Software Tuning, Performance Optimization & Platform Monitoring
Discussion regarding monitoring and software tuning methodologies, Performance Monitoring Unit (PMU) of Intel microprocessors, and platform updating.

How can we know two PMU events are contradicting with each other or not?

Hao_Shen
Beginner
448 Views

Hi,

I read from somwhere saying that some events are contradicting with each other so that they can not be monitored at the same time(probably can be do by time-multiplexing). So my question is: how can we know that?

I am using an Ivy-bridge processor. I use Perf tool in Ubuntu. I tried some combinations of 4 events in the event table and it looks like they all can be monitored at the same time... Is there any other tool which can tell?

Thanks;>

0 Kudos
7 Replies
Patrick_F_Intel1
Employee
448 Views

Hello Hao Shen,

It is the responsibility of the tool to know the restrictions on events and program the events appropriately. I don't know if the linux perf tool looks for and applies the restrictions. The Intel VTune Amplifier tool programs the restrictions on events.

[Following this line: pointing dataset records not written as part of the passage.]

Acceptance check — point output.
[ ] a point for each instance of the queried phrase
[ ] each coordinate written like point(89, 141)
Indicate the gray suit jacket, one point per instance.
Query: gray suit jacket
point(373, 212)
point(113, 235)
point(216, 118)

It can be quite complicated to figure out which events can be collected at the same time. You can see some of the restrictions on events by looking in the VTune bin32 dir, at the ivybridge_db.txt file (which has all the public events for ivybridge). For instance, the COUNTER column lists which general counter the event can be programmed. You'll see some can be programmed in any of the 4 general counters, some in only 1 of the general counters. Sometimes this restriction is truely due to which counter the event can be programmed into, sometimes the restriction is just to show a restriction for a set of mutually exclusive events (events which can only be collected 1 at a time). The SDM should have the details of the restrictions for each event.

Pat

0 Kudos
Hao_Shen
Beginner
448 Views

Patrick Fay (Intel) wrote:

Hello Hao Shen,

It is the responsibility of the tool to know the restrictions on events and program the events appropriately. I don't know if the linux perf tool looks for and applies the restrictions. The Intel VTune Amplifier tool programs the restrictions on events.

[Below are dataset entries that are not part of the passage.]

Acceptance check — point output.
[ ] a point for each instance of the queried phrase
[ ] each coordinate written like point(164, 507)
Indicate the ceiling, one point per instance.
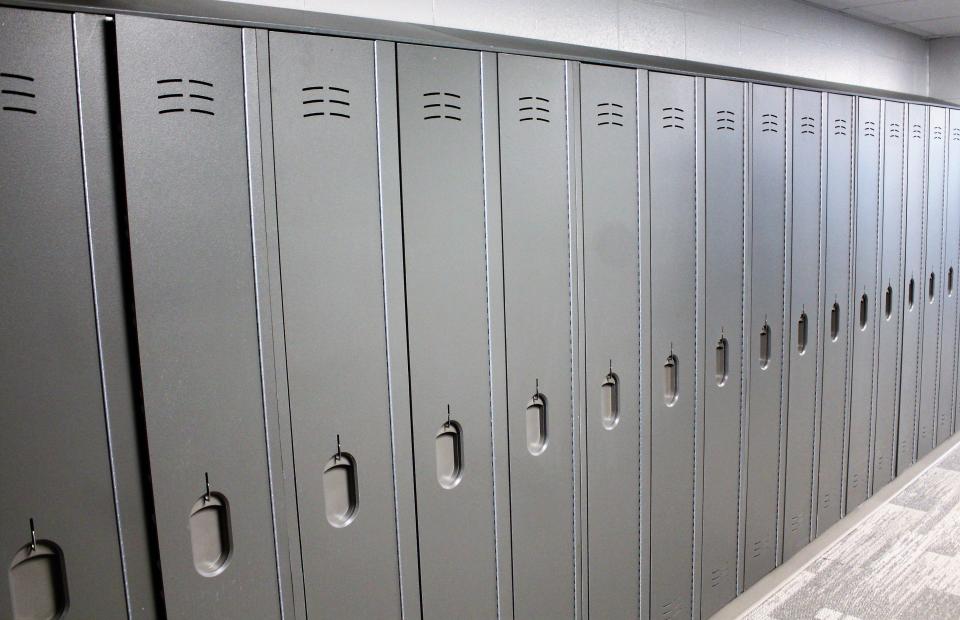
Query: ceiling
point(927, 18)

It can be quite complicated to figure out which events can be collected at the same time. You can see some of the restrictions on events by looking in the VTune bin32 dir, at the ivybridge_db.txt file (which has all the public events for ivybridge). For instance, the COUNTER column lists which general counter the event can be programmed. You'll see some can be programmed in any of the 4 general counters, some in only 1 of the general counters. Sometimes this restriction is truely due to which counter the event can be programmed into, sometimes the restriction is just to show a restriction for a set of mutually exclusive events (events which can only be collected 1 at a time). The SDM should have the details of the restrictions for each event.

Pat

Hi Pat,

Thanks for your info. I know on my processor, there are 4 general purpose performance counters and 3 fixed performance counters. For the fixed counters, the events it can collect is fixed. So you mean even for the general purpose counters, not every counter can be programmed to count every event? Do you know why?

0 Kudos
Hao_Shen
Beginner
448 Views

Patrick Fay (Intel) wrote:

Hello Hao Shen,

It is the responsibility of the tool to know the restrictions on events and program the events appropriately. I don't know if the linux perf tool looks for and applies the restrictions. The Intel VTune Amplifier tool programs the restrictions on events.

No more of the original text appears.